Settling a claim for damages out of court is likely to save costs. Claims start with a letter of demand. Whether you sue or defend depends on whose fault the accident was, and the amount involved. Payment by instalments can be negotiated. A release will generally be required but should be treated with caution.
Settling out of court
Many claims for damages arising from vehicle accidents never get to court. Settling a claim before a complaint or summons is issued, or before a court hearing, reduces legal costs. Also, court hearings are unpredictable and a case can be won or lost for many reasons. For example, the outcome of a case can be due to the evidence of independent witnesses, or the credibility of each of the parties.
If you are making a total loss claim and there is an insurance company on the other side, you may find that they offer to pay you less than you are claiming.

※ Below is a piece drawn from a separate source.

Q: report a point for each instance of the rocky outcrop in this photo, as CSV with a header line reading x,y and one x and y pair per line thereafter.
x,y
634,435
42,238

However, they will sometimes pay more than stated in their first offer. You should be prepared to produce evidence of the condition and market value of your vehicle to support your claim (see “Damages”).
If a driver decides to sue another driver for damages after a vehicle accident, the driver or vehicle owner or their insurance company will send a letter of demand to the other driver. This letter states that unless certain costs are paid, a complaint or summons to appear in court will be issued. Such letters should not be ignored.
If you receive a letter of demand, you can:
• deny liability (perhaps indicating why a claim against you would fail); or
• threaten to counter-sue for your own damages; or
• question (without accepting any responsibility) the amount of damages claimed; or
• negotiate a settlement.
If you believe that the accident was not entirely your fault, a settlement proposal can be made by guessing what a court’s decision would be, and calculating a settlement offer accordingly. You should seek legal assistance to do this (see Legal services that can help).
If you receive a letter of demand from another driver or from an insurance company, and you cannot afford to immediately pay all the costs outlined in the letter, you can offer to pay in instalments. The other driver or insurance company is not obliged to accept payment in instalments. An offer to pay in instalments, indicating what you can afford to pay, should be in writing. The offer should be accompanied by documentary evidence of your financial position (e.g. a copy of your Centrelink statement) and a statement that if the offer is refused, a copy of the letter will be produced in court when the question of costs arises. Sometimes people (particularly insurance companies) accept less than the full amount – provided it is paid immediately in cash – rather than waiting for the full amount to be paid in instalments.
If you are experiencing financial hardship and are having difficulty repaying an amount owed to an insurance company due to a vehicle accident, you may ask the insurance company to assess whether you are entitled to assistance. Under the General Insurance Code of Practice (see Insurance), the insurance company must supply you with an application form for financial hardship assistance and contact details for the national financial counselling hotline (tel: 1800 007 007). The insurance company may request reasonable evidence of your financial hardship, such as:
• Centrelink statements (if applicable);
• evidence of a serious illness that prevents you from earning an income;
• evidence of unemployment or disability, including mental illness.
The insurer can only request information from you that is reasonably necessary to assess your application.
If you request financial hardship assistance in relation to any amount sought from you, the insurance company is required to contact their debt collection agent and put on hold any recovery action in relation to the amount you owe, until it has assessed your request and notified you of its decision.
If the insurance company decides that you are not entitled to financial hardship assistance, it must advise you of the reasons for its decision and provide information about its complaints process.
If the insurance company decides that you are entitled to financial hardship assistance, it must work with you to set-up an arrangement that could include:
• extending the due date for repayment;
• paying in instalments;
• paying a reduced lump-sum amount;
• postponing one or more instalment payments for an agreed period, or
a combination of the above options.
You may also ask for a release, discharge or waiver of the debt or obligation; however, you are not automatically entitled to this.
If you are unable to reach an agreement, the insurance company is required to provide details of its complaints process.
If the insurance company decides that you are not entitled to financial hardship assistance and your circumstances change, you can make another request for assistance. While assessing your second request, it is at the insurance company’s discretion whether it again puts any debt recovery action on hold.
A release is a document signed by parties that ends legal action. The party who began the legal action agrees to drop it, often in exchange for a payment by the other party. In a release, a party accepts an amount of money as full settlement of a matter and agrees that they cannot take any further legal action about the matter. When claims are settled out of court, it is normal for the insurance company or person who is paying the settlement to require the other party to sign a release.
You should be careful when signing a release for a claim for property damage. Make sure that the release does not prevent you from making a claim for personal injuries suffered in the accident. It is wise to only sign a release after any reference to a claim for personal injuries is deleted. To delete such text, cross it out and write your initials next to the crossed-out text.